The selection of books was made by a number of different people including dealer Matthew Marks, art publisher Christoph Keller, writer William Pym and curator and editor Bettina Funcke; the books are grouped according to their selector. In the art world there are books illustrated by artists, books of artists’ writing, books written about artists and artists’ books, which are considered to be art (a particularly messy category and mostly distinct from the others by the artists’ intent; I was going to suggest that what distinguishes them is the lack of ISBN designations, but I’m not really sure that holds). The Space of Books includes all of them and more.

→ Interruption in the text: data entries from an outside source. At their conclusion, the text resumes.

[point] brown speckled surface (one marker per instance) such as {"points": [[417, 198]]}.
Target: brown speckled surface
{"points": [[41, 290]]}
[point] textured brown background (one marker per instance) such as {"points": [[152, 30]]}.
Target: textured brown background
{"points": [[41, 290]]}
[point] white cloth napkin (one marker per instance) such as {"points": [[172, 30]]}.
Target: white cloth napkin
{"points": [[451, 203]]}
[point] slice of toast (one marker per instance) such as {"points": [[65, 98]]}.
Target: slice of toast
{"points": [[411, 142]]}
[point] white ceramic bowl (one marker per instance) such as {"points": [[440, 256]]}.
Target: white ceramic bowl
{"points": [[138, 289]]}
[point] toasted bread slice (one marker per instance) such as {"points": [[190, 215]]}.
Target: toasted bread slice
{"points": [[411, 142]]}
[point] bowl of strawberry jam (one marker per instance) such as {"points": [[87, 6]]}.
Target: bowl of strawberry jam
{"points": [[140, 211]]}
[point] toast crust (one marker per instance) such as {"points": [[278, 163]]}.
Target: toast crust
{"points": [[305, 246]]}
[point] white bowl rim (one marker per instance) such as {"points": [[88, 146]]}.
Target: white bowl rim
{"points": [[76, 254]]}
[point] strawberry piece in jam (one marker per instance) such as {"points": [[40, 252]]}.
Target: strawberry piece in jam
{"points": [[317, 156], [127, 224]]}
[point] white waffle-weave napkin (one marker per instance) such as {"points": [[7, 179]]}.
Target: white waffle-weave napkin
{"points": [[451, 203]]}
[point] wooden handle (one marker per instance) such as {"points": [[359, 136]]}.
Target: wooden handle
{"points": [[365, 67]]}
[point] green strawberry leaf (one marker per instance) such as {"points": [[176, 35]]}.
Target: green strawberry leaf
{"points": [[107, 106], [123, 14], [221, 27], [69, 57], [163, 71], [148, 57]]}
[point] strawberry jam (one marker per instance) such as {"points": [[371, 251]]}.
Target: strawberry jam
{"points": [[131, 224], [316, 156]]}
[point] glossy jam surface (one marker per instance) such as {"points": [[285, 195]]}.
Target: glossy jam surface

Matthew Marks included the National Audubon Society Field Guide to the Night Sky as well as a small monograph, Man Ray Stamps. Bettina Funcke chose the legendary picture book for adults: Robert Frank’s Zero Mostel Reads a Book, which underlines what might be the exhibition’s theme that books create an arena for the imagination. William Pym included one extraordinary volume, extraordinary, that is, because of its form: FOS’s Liquid Chain in the Vapor Wall has pages cut to different depths throughout the volume, so it resembles one book nestling within another. Cristoph Keller’s selections were books he’d published, including Hellen Mira’s Cloud, the, 3 which appeared to be a series of single-line poems, each with a page to itself and the text differently-positioned on each page. The text turned out to be an imaginary index to a volume of lectures by John Dewey, the poetry being Mira’s choices and placement within the space of each page; another investigation of the space of books.
The exhibition has various other components, including small artists’ books commissioned from Zoe Strauss and Heidie Giannotti (free for visitors, as long as they last, as is a bookmark) and several special events. On Sept.17 William Pym had a standing-room only crowd for a lecture The Mutation: hormones, literacy, and the adolescent publishing scene. It turned out to be a very poetic rumination, composed largely from personal experience, I gather, on the isolation and confusion of male adolescence beset as it is by hormonaly-induced changes. Pym spoke of the zines produced under these circumstances as a gift (of communication from the uncommunicative, presumably) and managed to illustrate part of the talk with Poussin’s Landscape with a Man Killed by a Snake (London). For that unlikely illustration alone, I commend him. The talk is included in a small book, The Mutation; understanding a young man’s gift, that was given away at the reception following the lecture, at Megawords’ Chinatown space.
On Oct. 16 Purtill Family Business will give a talk at the gallery and the film, Making a Book; a documentary by Melanie Scarciglia will be shown.